16 février 2017: après trois mois de vifs échanges -à l'intérieur comme à l'extérieur de l'hémicycle- le Parlement vote l'extension au numérique de ce délit instauré en 1993 pour sanctionner les "commandos" qui venaient perturber les établissements pratiquant l'interruption volontaire de grossesse.
La loi, promulguée fin mars, punit de deux ans d'emprisonnement et 30.000 euros d'amende les auteurs de sites internet poursuivis par une femme estimant avoir reçu "des pressions morales et psychologiques, des menaces ou tout acte d'intimidation" pour l'empêcher d'avorter.
Douze mois plus tard, aucune plainte n'a été déposée, selon les informations recueillies par l'AFP.
Ivg.net, avortement.net, SOSbébés, afterbaiz, testpositif... Ces plateformes accusées par les institutions de délivrer de "fausses informations", parfois "sous une apparence officielle" ou via des numéros d'écoute gratuits, figurent en bonne place sur les moteurs de recherche.
Pour Alba Horvat, juriste bénévole à la Fondation des femmes, la loi n'a pas eu d'effet car elle est "trop complexe".
"Le délit est écrit de telle manière qu'il est difficile à démontrer", explique-t-elle à l'AFP. "Pour prouver l'entrave, on doit être en présence d'une femme qui cherche à s'informer sur l'IVG, qui subisse des menaces ou pressions assez graves pour qu'elle s'en rende compte, qu'elle en soit suffisamment affectée pour aller porter plainte, et qu'elle garde des preuves de ce qu'elle a subi".
'Liberté d'opinion'
Cette fondation féministe voudrait porter une première action en justice. Un processus "long" qui se heurte à des difficultés pour trouver des victimes et collecter des preuves (factures de téléphone, échanges de messages, etc.), reconnaît Mme Horvat.
"Le texte est difficile car il est contraint par les principes généraux sur la liberté d'expression", défend la sénatrice socialiste Laurence Rossignol, à l'époque ministre des Droits des femmes. "Être opposé à l'IVG est une opinion et la liberté d'opinion est une liberté fondamentale".
Pour elle, cette loi qui "réaffirme le droit à l'avortement" a avant tout une "valeur pédagogique et dissuasive".
De fait, pour éviter qu'elle soit invalidée par le Conseil constitutionnel, saisi par des parlementaires au nom de la liberté d'expression, elle avait été réécrite "deux ou trois fois", se souvient Catherine Coutelle, ancienne présidente de la Délégation aux droits des femmes de l'Assemblée nationale.

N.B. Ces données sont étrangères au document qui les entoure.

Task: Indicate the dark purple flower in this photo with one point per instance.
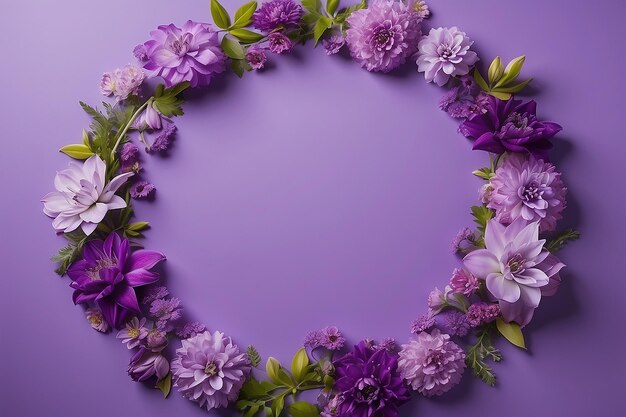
(279, 43)
(142, 189)
(369, 383)
(510, 126)
(276, 14)
(108, 274)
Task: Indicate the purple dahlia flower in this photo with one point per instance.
(210, 370)
(108, 274)
(368, 383)
(445, 53)
(382, 36)
(191, 53)
(431, 363)
(510, 126)
(277, 14)
(528, 188)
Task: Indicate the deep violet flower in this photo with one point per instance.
(515, 266)
(82, 198)
(191, 53)
(381, 36)
(210, 370)
(528, 188)
(431, 363)
(108, 274)
(510, 126)
(277, 14)
(369, 384)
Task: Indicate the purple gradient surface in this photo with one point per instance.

"On ne ferme pas les sites des pro-vie, on dit que les personnes qui ont été abusées ont le droit de porter plainte", poursuit la rapporteure de la loi, relayant à l'AFP les échanges d'une lycéenne avec des écoutants d'ivg.net: "elle a reçu des sms plusieurs fois par jour, des appels téléphoniques, ils ont pris des rendez-vous médicaux pour elle, lui ont dit qu'avec son bébé ils la mettraient dans un foyer et qu'elle aurait un revenu mensuel de 800 euros".
Chez ivg.net, site créé en 2008 qui était encore l'an passé mieux référencé que le site gouvernemental (ivg.gouv.fr), on réfute "toute accusation d'entrave", défendant "la liberté des femmes" de s'informer.
"Je ne vois pas comment on pourrait avoir une plainte dans la mesure où on répond à une démarche personnelle", dit à l'AFP Marie Philippe, directrice de cette publication d'une trentaine d'écoutantes et modérateurs, discrète sur ses positions sur l'avortement.
"C'est une loi d'idée, pas applicable", estime Emile Duport, porte-parole du mouvement anti-IVG Les Survivants qui possède plusieurs sites, affirmant en avoir été "peu inquiété". "Au contraire, ça nous a médiatisés", poursuit-il.
Reste que depuis un an, ces plateformes disent recevoir davantage de faux témoignages ou d'appels de femmes cherchant, selon eux, à les "piéger".
"Le but était aussi de déstabiliser", poursuit Laurence Rossignol. "Si aujourd'hui ces sites se sentent épiés, sous surveillance, et qu'ils font plus attention à ce qu'ils disent, c'est qu'on a un peu réussi".